Burrowing into shearwater research
Patrick Crowe isn’t quite on first name basis with Ohinau Island’s flesh-footed shearwater birds – but he does know which ones will give him a peck.
Patrick, aged 30, is an ecologist with Wildlife Management International, and may be the most frequent visitor to Ohinau Island, a few kilometres of the northeastern tip of the Coromandel Peninsula and predator free since 2005.
It’s a project managed under the Conservation Services Programme, and Patrick has been visiting Ohinau since 2016, doing burrow monitoring annually, specifically for flesh-footed shearwaters. Flesh-footed shearwaters are a nationally vulnerable species prone to chasing baited hooks on long-line vessels or becoming entangled in fishing boat nets.

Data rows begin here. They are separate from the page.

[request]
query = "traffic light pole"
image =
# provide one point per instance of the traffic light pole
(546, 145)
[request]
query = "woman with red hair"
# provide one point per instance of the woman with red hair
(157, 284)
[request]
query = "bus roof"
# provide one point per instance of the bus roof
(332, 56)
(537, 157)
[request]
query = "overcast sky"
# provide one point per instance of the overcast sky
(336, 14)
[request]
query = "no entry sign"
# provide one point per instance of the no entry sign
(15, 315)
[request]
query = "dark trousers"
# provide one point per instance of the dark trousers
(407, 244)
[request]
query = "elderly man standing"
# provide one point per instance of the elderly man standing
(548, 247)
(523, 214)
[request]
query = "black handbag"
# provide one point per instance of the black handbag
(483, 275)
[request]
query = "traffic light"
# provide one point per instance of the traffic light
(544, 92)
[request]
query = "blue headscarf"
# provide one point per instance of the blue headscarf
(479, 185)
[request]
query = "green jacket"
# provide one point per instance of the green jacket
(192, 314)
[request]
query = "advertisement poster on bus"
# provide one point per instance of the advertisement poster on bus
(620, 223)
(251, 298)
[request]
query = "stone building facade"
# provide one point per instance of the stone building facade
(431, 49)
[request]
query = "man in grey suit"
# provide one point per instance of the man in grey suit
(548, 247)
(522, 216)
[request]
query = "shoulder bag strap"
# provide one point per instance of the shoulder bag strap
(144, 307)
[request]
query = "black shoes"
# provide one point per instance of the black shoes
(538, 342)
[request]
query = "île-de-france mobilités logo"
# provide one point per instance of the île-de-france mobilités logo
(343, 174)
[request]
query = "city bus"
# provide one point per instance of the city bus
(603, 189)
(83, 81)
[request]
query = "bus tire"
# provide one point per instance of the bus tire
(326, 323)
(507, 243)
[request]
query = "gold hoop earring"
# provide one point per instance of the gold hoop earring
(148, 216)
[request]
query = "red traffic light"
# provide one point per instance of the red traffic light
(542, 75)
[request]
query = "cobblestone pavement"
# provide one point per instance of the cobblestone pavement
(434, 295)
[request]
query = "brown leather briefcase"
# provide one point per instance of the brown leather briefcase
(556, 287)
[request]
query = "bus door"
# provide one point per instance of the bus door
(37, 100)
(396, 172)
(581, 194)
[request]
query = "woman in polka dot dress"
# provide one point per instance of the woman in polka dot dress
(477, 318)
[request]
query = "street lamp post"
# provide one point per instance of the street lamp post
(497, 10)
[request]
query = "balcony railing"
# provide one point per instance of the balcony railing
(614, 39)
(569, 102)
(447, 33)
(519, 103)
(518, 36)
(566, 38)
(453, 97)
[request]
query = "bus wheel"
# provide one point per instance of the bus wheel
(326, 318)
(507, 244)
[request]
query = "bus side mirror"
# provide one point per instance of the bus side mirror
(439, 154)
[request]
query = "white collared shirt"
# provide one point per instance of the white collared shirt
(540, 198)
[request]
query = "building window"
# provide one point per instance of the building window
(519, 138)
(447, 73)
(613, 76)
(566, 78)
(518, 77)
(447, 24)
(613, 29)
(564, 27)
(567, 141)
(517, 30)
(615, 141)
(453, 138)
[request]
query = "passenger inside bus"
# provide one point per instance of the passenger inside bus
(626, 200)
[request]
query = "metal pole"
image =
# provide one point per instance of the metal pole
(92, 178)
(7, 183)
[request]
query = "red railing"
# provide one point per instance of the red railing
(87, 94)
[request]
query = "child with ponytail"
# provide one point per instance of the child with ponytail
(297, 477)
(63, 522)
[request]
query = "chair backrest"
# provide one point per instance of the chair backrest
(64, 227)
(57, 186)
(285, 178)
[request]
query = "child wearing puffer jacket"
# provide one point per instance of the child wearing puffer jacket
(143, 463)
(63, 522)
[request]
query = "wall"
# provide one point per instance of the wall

He’s just returned from his most recent summer foray onto the uninhabited island, where he camped for three weeks to carry out shearwater burrow checks and banding of adult birds to determine the survival rate of individuals returning to the Ohinau colonies.
He’ll return in April and May to assess how many chicks have emerged from the eggs and are ready to fledge, and carry out more banding to find out how many juveniles will survive, and when the younger birds will make their first return to the island. Chicks banded before they fledge won’t return to any kind of land for up to six years, before returning to the same location they came from.
Patrick says although shearwaters are generally pretty calm during the burrow investigations, the birds live up to their “flesh eater” nickname when it comes to the banding, which continues during his April-May visit.
“They have a really powerful long sharp bill, and sharp claws…so we wear pretty thick leather gloves for the banding,” says Patrick.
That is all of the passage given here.